I do not know if you see a pattern yet in what Jesus is teaching us, but in one way or another God’s presence is the reward.  Broken and bruised people are promised the gift of God’s presence; especially those who mourn a deep, heart wrenching loss.

Jesus says, “Blessed are those who mourn, for they will be comforted.”

Grief is such a hard thing.  We want more than anything to not be alone.  But, we also do not want people staring and doting on us.  C.S. Lewis, in A Grief Observed, paints the picture of his own grief well as he explains:

“There is a sort of invisible blanket between the world and me. I find it hard to take in what anyone says. Or perhaps, hard to want to take it in. It is so uninteresting. Yet I want the others to be about me. I dread the moments when the house is empty. If only they would talk to one another and not to me.”

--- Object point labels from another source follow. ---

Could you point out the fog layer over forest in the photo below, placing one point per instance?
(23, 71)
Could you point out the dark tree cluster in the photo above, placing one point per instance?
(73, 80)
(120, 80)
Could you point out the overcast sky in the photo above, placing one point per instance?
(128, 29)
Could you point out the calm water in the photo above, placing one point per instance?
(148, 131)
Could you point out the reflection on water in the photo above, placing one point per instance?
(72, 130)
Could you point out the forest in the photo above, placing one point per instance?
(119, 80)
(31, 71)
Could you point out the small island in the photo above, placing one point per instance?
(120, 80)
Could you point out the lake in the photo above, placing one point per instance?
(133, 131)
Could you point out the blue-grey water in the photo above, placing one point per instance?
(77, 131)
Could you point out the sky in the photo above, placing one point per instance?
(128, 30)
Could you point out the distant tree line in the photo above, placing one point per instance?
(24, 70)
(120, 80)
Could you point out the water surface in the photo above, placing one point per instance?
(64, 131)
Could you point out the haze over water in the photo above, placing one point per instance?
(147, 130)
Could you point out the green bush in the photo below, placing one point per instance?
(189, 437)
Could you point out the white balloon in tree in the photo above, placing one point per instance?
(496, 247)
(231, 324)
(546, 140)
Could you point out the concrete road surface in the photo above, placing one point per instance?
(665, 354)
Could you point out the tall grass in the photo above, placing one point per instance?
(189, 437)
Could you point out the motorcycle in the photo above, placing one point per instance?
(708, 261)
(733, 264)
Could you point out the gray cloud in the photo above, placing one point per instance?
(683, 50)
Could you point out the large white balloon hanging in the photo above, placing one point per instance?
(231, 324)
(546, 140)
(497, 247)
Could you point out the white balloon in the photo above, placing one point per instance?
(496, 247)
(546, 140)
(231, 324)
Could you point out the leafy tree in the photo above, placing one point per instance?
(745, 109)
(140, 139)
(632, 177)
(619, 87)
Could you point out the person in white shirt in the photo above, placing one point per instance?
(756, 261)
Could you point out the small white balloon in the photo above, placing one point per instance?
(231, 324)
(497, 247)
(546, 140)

Still, there is this yearning for someone to be there in our pain.  And, those who mourn are promised by Jesus that the Lord is right there to comfort them. “Blessed are those who mourn, for they will be comforted.”

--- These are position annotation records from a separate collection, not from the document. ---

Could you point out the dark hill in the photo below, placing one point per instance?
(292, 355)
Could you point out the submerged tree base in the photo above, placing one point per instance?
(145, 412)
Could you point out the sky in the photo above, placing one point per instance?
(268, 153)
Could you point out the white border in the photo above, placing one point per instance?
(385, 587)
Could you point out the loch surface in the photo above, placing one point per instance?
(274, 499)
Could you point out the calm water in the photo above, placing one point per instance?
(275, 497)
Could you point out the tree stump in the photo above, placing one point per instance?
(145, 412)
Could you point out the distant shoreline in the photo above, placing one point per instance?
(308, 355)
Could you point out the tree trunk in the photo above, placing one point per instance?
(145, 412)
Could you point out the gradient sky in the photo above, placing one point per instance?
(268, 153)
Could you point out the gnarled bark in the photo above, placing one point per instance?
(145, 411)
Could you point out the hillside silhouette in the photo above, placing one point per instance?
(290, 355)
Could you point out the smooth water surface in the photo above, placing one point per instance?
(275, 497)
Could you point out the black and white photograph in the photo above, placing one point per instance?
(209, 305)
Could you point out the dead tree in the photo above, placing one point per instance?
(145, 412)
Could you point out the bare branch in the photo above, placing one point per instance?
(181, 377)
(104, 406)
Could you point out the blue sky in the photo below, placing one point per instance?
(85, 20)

And, that seems to be what Job wants in the end.  Sure he would like an answer to the “why” of his suffering, but even more than answers, Job just wants the Lord.  He does not want to feel like the Lord has just passed him by with more important things to do.  “I would speak to the Almighty,” Job says, “and I desire to argue my case with God” (Job 13:3).

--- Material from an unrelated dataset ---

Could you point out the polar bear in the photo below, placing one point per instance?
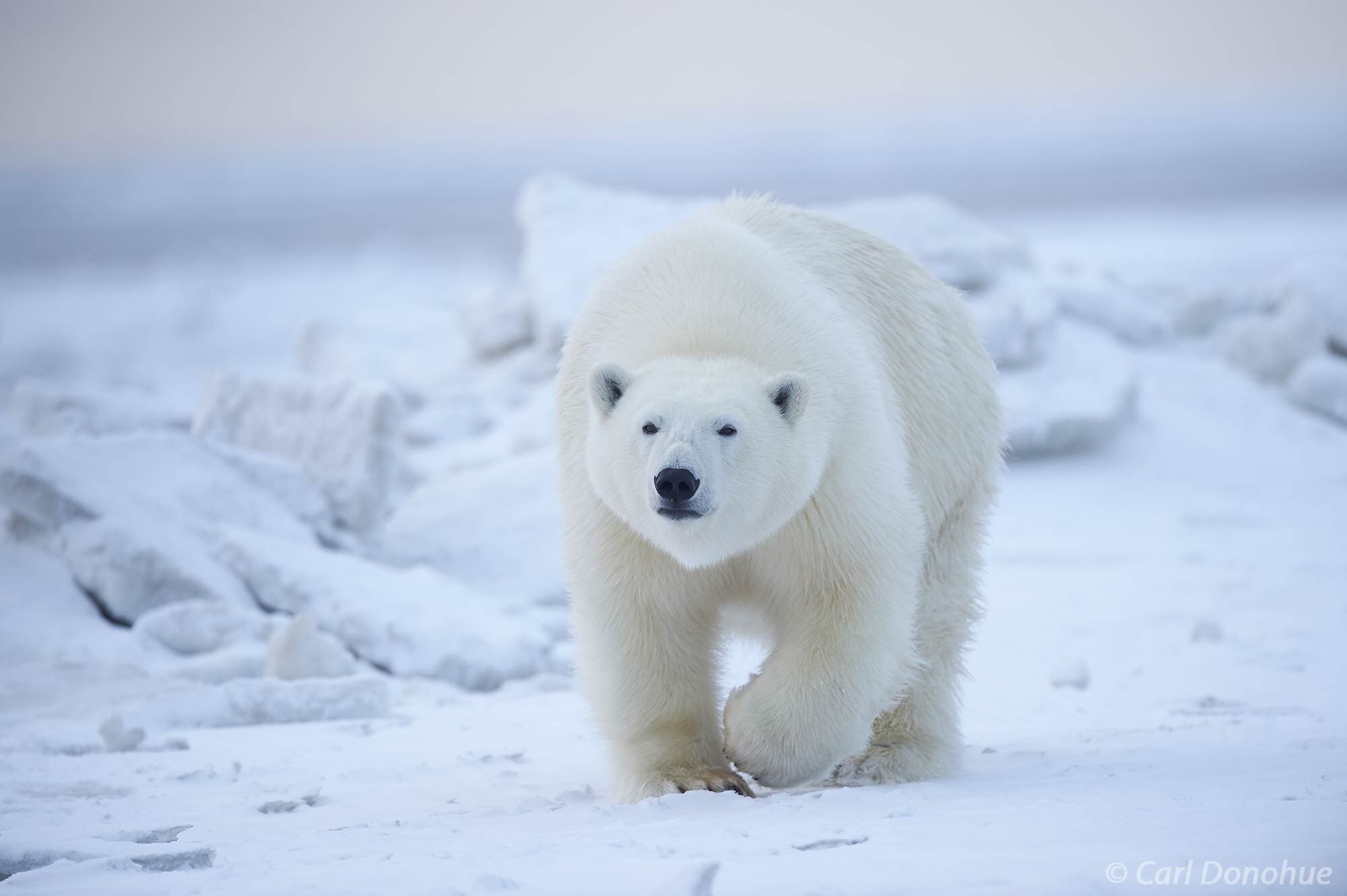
(768, 415)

It is not long before the Lord answers his desire and arrives to speak with Job directly. “Then the Lord answered Job out of the whirlwind: ‘Who is this that darkens counsel by words without knowledge?  Gird up your loins like a man, I will question you, and you shall declare to me’” (Job 38:1-3).

Then God goes on to ask Job if he knows anything about how creation works or what God does to make this world function?  Job cannot answer the Lord, he has no idea.  In the end, Job is given no answers from God that he can wrap his head around.  His question of “why” is not answered.  But, that seems to be OK with Job, because being with God is the answer for Job.

“I had heard of you by the hearing of the ear, but now my eye sees you,” Job answers God (Job 42:5).

“But now my eye sees you.”

So often people wrestle with God, and doubt God, and worry that God has passed them by, if God was even there in the first place.  But, here is the thing with wrestling with God: ask any high school wrestler, and you will find out that when you wrestle with someone, you cannot possibly get any closer to them.  The person’s sweat and tears and breath are right there in your face.  And, when you wrestle with God, God cannot possibly be any closer.  Hear this truth again; when you wrestle with God, God cannot possibly be any closer. 

Jesus does not forget you.  Jesus does not pass you by.  Rather, Jesus holds you in those wide-spread arms on the cross, grasping you with all of your suffering, and all of your sin, and all of your pain.  And, Jesus is still grasping you as you struggle in the darkness of the grave.  And, Jesus is still grasping you as he climbs out of that grave on the third day, pulling you into a new day, a new life, and a new opportunity. 

Now, I understand that on days like today when we are reminded of our tears once again, it can seem like you are anything but blessed.  But, Jesus has a promise for you.

“Blessed are the poor in Spirit, for theirs is the kingdom of heaven” (Matthew 5:3).

“Blessed are those who mourn, for they will be comforted” (Matthew 5:4).

“Blessed are the pure in heart, for they will see God” (Matthew 5:8).